Two advocacy groups have called on the State to issue a formal apology and to establish a redress scheme for survivors of the Magdalene Laundries.

The Adoption Rights Alliance and the Justice for Magdalenes (JFM) group said they wished to highlight the “unacceptable lack of response from both church and State in facing up to Ireland’s dark past in its treatment of vulnerable women incarcerated in Magdalene Laundries” and mother-and-baby homes.

The identities, history and heritage of their children were also taken away through the closed, secret adoption practices run by the Catholic Church, the groups said.

Director of JFM Mari Steed was in Dublin to participate in an RTÉ documentary about vaccine trials conducted on infants in those mother and baby homes without their mothers’ consent.

Ms Steed was born at the Bessboro mother-and-baby home in Cork in 1960 and sent to the United States for adoption in December 1961.

She was one of the more than 200 children involved in the vaccine trials conducted by then Burroughs Wellcome (now Glaxo SmithKline).

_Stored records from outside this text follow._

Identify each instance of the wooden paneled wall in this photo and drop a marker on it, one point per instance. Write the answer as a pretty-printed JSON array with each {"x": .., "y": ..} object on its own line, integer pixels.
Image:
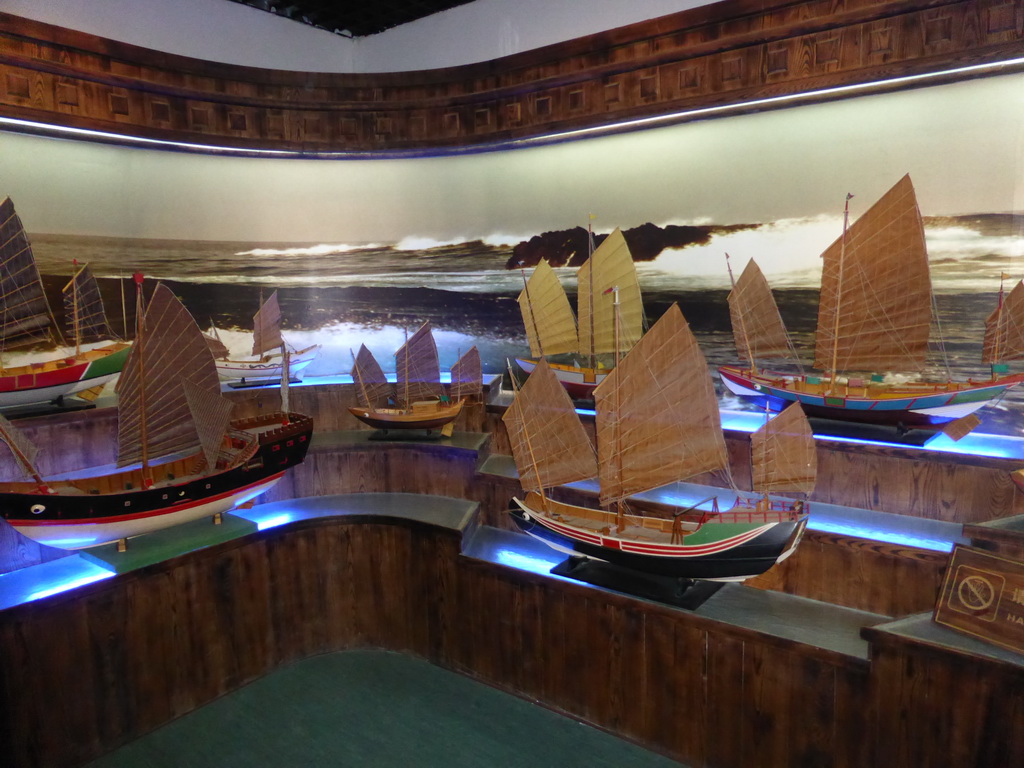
[
  {"x": 726, "y": 53},
  {"x": 85, "y": 672}
]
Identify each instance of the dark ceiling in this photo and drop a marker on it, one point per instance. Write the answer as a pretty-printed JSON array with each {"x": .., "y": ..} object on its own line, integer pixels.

Ms Steed, the daughter of a Magdalene survivor, was one of more than 2,000 children secretly sent to the United States from Ireland for adoption.

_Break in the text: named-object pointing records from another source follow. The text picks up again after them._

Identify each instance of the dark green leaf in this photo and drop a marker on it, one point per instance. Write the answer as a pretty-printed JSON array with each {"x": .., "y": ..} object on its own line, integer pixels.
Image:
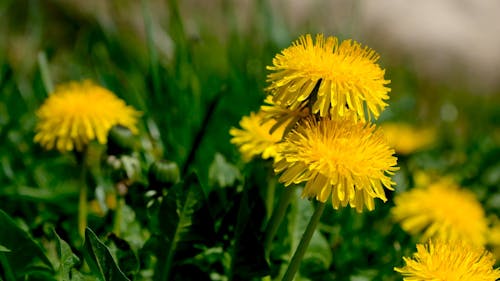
[
  {"x": 100, "y": 260},
  {"x": 183, "y": 221},
  {"x": 248, "y": 256},
  {"x": 68, "y": 259},
  {"x": 222, "y": 172},
  {"x": 318, "y": 255},
  {"x": 127, "y": 259},
  {"x": 22, "y": 253},
  {"x": 4, "y": 249}
]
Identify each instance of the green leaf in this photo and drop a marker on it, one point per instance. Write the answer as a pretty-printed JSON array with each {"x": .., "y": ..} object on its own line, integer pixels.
[
  {"x": 183, "y": 220},
  {"x": 222, "y": 172},
  {"x": 127, "y": 259},
  {"x": 23, "y": 255},
  {"x": 4, "y": 249},
  {"x": 68, "y": 259},
  {"x": 318, "y": 256},
  {"x": 248, "y": 258},
  {"x": 100, "y": 260}
]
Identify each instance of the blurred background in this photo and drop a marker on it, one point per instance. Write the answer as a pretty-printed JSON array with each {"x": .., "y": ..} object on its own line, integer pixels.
[{"x": 195, "y": 67}]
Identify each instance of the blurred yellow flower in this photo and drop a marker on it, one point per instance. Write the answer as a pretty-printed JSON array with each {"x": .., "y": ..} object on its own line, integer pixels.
[
  {"x": 449, "y": 261},
  {"x": 332, "y": 77},
  {"x": 255, "y": 137},
  {"x": 79, "y": 112},
  {"x": 349, "y": 161},
  {"x": 441, "y": 210},
  {"x": 406, "y": 139}
]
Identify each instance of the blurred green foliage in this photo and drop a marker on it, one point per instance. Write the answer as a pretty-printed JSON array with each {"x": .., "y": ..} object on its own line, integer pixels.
[{"x": 207, "y": 226}]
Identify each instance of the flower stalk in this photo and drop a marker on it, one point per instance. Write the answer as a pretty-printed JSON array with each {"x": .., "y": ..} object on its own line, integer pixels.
[
  {"x": 294, "y": 265},
  {"x": 276, "y": 218},
  {"x": 83, "y": 193}
]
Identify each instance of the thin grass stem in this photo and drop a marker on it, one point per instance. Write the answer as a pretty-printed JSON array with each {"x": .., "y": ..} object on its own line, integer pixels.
[{"x": 294, "y": 265}]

She said she found the ethics of the vaccine trials “absolutely abhorrent”.

As well as the fact the women in the Magdalene homes were neither told about the trials nor asked for their consent, there had been no medical follow-up to check for after-effects.

Ms Steed said she had a “very happy” adoptive upbringing but had become curious and had sought to trace her blood mother in the early 1990s.

She had met with “harassment”, “lies” and “a road block” at every stage, she said. She was reunited with her birth mother in 2001.

Susan Lohan of the Adoption Rights Alliance called for changes to the closed, sealed adoption process used here. Ms Lohan said this would not be addressed by the Adoption Bill, which is due to be passed into law shortly.

Ms Lohan said the Adoption Board was a “moribund” organisation, with no representation from adopted people on its board.

Claire McGettrick of the Justice for Magdalenes and Adoption Rights Alliance criticised the “stonewalling” by the Church and State in relation to the Magdalenes redress issue.

She said the Conference of Religious in Ireland had declined to meet the groups.

Representatives of the Justice for Magdalenes group met Primate of All-Ireland Cardinal Seán Brady last June. He encouraged them in their efforts to establish dialogue with religious congregations.

Cardinal Brady said at the time it was a welcome opportunity to listen to the perspective of the group on “the story of the involvement of church, State and society in the former Magdalene laundries”.

The group’s representatives said today they were waiting for a further response from Cardinal Brady.

The Adoption Rights Alliance says there are more than 42,000, and possibly as many as 50,000, adopted people in Ireland.

In some cases in the 50s and 60s, children were adopted illegally from institutions, and their births were registered as if they were the natural-born children of the adoptive parents. The groups have no figures on the number of children affected.